My task seems relatively simple: just find the address of a restaurant stored in my car’s navigation system and set is as my destination. But before I realize what’s happening, I’m about to slam into the car ahead. It’s a good thing it’s only a digital image on a virtual reality screen or I might be calling for a tow truck or worse, an ambulance.
Such a scenario shows just how dangerous the growing number of video screens in vehicles can be. Taken to its logical conclusion, automakers should be taking navigation systems out of cars. Precisely the opposite is happening of course, as they are are very profitable options.
A recent conference focused on the dangers of using cellphones to send text messages while driving.

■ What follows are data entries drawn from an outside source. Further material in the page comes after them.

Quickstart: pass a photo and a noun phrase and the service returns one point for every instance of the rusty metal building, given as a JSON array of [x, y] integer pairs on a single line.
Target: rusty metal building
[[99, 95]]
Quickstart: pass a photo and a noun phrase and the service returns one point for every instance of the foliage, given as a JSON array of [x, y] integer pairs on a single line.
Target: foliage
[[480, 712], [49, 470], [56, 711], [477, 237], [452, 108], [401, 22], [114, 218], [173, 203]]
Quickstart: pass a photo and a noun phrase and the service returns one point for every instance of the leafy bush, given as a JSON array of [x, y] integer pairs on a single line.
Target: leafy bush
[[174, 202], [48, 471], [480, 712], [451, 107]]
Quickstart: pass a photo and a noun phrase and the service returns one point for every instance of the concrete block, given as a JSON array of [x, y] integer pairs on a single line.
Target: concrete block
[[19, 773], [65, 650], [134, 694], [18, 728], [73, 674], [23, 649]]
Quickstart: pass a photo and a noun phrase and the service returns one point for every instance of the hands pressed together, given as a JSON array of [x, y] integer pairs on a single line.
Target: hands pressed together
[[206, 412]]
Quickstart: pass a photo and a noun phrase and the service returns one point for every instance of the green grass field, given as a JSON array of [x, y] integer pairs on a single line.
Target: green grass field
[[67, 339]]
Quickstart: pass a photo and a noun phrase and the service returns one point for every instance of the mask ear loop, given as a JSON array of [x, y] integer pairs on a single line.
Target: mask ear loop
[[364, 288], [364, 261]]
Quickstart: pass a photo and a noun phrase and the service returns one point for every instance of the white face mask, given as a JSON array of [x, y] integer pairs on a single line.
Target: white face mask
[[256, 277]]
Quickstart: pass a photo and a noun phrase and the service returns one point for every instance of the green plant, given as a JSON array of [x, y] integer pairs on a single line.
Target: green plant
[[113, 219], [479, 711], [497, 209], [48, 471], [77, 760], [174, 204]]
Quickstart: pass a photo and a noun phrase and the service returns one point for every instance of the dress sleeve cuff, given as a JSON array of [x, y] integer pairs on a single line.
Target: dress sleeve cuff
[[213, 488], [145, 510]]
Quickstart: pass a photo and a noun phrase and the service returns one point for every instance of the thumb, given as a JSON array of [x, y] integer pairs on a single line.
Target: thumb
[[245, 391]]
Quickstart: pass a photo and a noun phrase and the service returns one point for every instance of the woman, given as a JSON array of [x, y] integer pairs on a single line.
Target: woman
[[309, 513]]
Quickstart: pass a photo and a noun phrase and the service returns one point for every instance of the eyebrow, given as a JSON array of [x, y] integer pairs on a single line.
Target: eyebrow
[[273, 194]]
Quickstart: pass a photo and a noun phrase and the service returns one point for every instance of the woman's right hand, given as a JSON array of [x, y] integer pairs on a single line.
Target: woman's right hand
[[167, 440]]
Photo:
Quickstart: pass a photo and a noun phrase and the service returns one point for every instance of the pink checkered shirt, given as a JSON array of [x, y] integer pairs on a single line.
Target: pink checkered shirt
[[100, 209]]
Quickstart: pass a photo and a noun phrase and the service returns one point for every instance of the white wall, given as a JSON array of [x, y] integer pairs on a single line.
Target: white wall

And there’s evidence that to simply make phone calls while you’re behind the wheel is the equivalent of drunk driving. But with the automobile becoming more and more the mobile equivalent of your living room or office there are plenty of other potential distractions that could lead to serious problems as well.
Which technology simply doesn’t belong? And how do you make seemingly mundane tasks, like finding a song on your car’s audio system, safer? That’s the goal of Ford Motor Company’s Human Machine Interface Verification Laboratory, otherwise known as the Distraction Lab.